Going Dutch‘ is a term that indicates that each person participating in a group activity pays for himself, rather than any person paying for anyone else, particularly in a restaurant bill. There are two possible senses—each person paying his own expenses, or the entire bill being split (divided evenly) between all participants. In strict usage, ‘Going Dutch’ refers to the former, paying one’s own expenses, and the latter is referred to as ‘splitting the bill,’ but in casual usage these may both be referred to as ‘going Dutch.’ Splitting the bill is generally easier to compute, as it does not require checking what each individual ordered, but has the downside that people who ordered more expensive items are subsidized by others.

One suggestion is that the phrase ‘going Dutch’ originates from the concept of a Dutch door. Previously on farmhouses this consisted of two equal parts. Another school of thought is that it may be related to Dutch etiquette.

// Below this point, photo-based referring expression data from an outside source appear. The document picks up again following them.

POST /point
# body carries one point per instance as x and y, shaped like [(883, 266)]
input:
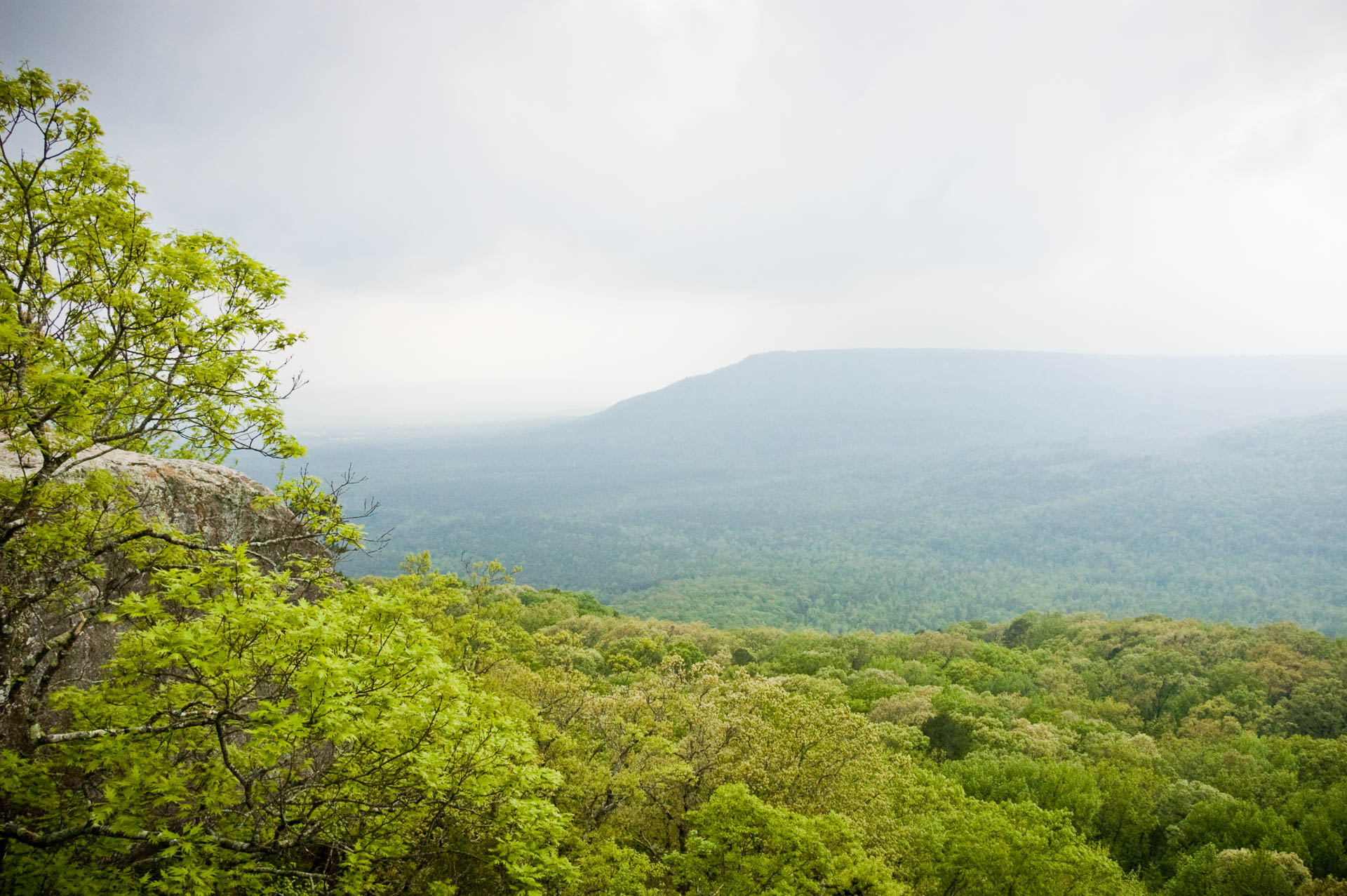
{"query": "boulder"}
[(216, 503)]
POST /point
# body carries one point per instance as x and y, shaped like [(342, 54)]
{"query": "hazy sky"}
[(495, 209)]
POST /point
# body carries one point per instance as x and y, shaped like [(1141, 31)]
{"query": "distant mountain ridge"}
[(909, 488), (1004, 396)]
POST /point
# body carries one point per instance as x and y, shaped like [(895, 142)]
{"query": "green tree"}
[(112, 336), (741, 846)]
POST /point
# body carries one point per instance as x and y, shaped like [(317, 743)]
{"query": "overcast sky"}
[(497, 210)]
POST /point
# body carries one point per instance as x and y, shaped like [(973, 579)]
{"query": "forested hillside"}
[(907, 490), (1047, 755)]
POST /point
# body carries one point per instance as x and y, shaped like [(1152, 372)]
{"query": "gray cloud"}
[(688, 182)]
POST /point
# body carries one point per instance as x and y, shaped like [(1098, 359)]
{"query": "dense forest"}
[(884, 528), (219, 709)]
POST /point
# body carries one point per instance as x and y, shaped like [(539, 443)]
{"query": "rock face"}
[(213, 502), (216, 503)]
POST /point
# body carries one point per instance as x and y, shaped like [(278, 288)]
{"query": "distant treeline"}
[(1247, 526)]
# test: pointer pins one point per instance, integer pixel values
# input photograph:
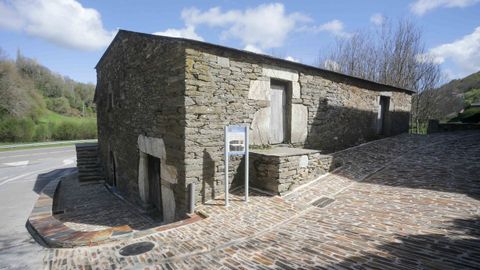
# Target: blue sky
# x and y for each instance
(70, 36)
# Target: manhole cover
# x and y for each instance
(322, 202)
(136, 249)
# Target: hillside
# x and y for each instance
(448, 101)
(37, 104)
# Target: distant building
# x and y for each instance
(163, 102)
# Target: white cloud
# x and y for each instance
(334, 27)
(420, 7)
(377, 19)
(291, 58)
(64, 22)
(331, 65)
(253, 48)
(187, 32)
(465, 53)
(263, 27)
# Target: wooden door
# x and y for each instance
(278, 114)
(154, 185)
(384, 104)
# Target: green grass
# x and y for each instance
(470, 115)
(52, 117)
(34, 147)
(47, 127)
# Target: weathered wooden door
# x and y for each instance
(384, 104)
(113, 170)
(154, 185)
(278, 113)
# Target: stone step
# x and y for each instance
(88, 166)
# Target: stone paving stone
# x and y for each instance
(408, 202)
(92, 207)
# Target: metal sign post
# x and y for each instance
(236, 144)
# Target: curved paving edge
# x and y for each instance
(55, 234)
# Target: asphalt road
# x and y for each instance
(23, 174)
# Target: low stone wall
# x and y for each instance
(435, 126)
(282, 169)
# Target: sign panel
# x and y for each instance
(236, 144)
(236, 140)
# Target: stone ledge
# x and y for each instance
(284, 151)
(56, 234)
(282, 169)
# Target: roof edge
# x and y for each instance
(202, 43)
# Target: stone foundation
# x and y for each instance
(282, 169)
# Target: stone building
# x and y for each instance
(163, 103)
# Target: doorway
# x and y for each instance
(382, 114)
(154, 191)
(278, 113)
(113, 170)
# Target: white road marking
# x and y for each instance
(28, 174)
(37, 154)
(68, 161)
(16, 164)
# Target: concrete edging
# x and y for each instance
(54, 234)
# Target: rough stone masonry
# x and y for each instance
(165, 101)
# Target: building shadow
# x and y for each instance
(459, 249)
(45, 178)
(208, 176)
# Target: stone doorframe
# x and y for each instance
(297, 124)
(168, 175)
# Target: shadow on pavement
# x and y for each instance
(460, 249)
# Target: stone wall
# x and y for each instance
(145, 77)
(282, 169)
(435, 126)
(327, 111)
(179, 95)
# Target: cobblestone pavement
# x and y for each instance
(108, 210)
(408, 202)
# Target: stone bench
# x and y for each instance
(282, 169)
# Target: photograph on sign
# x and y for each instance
(236, 140)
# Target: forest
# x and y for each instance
(37, 104)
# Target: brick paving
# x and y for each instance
(78, 200)
(408, 202)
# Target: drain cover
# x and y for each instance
(136, 249)
(322, 202)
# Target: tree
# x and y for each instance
(394, 55)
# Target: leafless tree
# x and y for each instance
(393, 55)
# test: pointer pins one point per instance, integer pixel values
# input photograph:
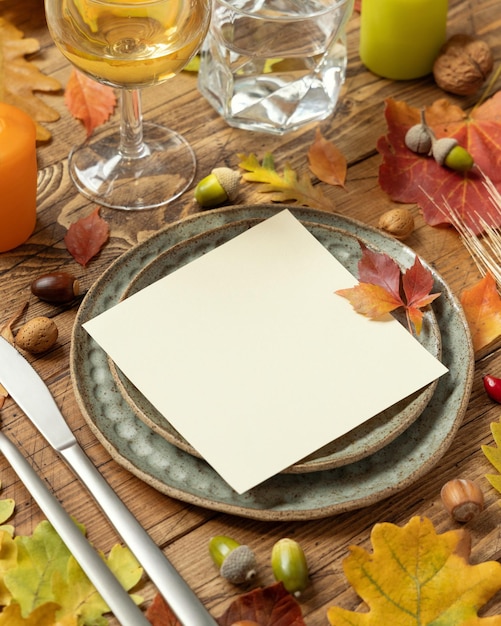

In the Netherlands, it was not unusual to pay separately when going out as a group. When dating in a one-on-one situation, however, the man will most commonly pay for meals and drinks. The ‘Oxford English Dictionary’ connects ‘go Dutch’ with ‘Dutch treat’ and other phrases many of which have ‘an opprobrious or derisive application, largely due to the rivalry and enmity between the English and Dutch in the 17th c[entury],’ the period of the Anglo-Dutch Wars. Another example is ‘Dutch courage.’